Douglass fully understood that pervasive racism and violence, often directed at black Americans who managed to get ahead, posed formidable obstacles to black economic advancement. He was less attuned to other impediments, including his own party’s advocacy of high tariffs and deflationary monetary policies, which disadvantaged farmers of both races. In addition, he feared that special efforts on behalf of African Americans would promote an image of them as privileged wards of the state. (Lincoln’s successor as president, the deeply racist Andrew Johnson, made this claim when he vetoed the Civil Rights Bill of 1866.)

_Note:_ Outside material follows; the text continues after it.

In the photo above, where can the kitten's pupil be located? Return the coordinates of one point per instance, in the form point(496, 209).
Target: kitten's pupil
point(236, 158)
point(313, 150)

Some admirers chastised Douglass for his emphasis on self-reliance. O.O. Howard, former head of the Freedmen’s Bureau, warned that many impoverished black Southerners would “perish if let alone.” But for Douglass, self-reliance assumed the existence of a level playing field that offered equal prospects of success in what Lincoln called the “race of life.” To create such conditions in the aftermath of slavery, Douglass knew, would require massive political intervention: laws and constitutional amendments guaranteeing civil and political equality; the creation of school systems in the South, where they barely existed before the war; the encouragement of black land ownership; and national protection of former slaves against terrorist violence. This was hardly a formula for a “let alone” approach to race relations.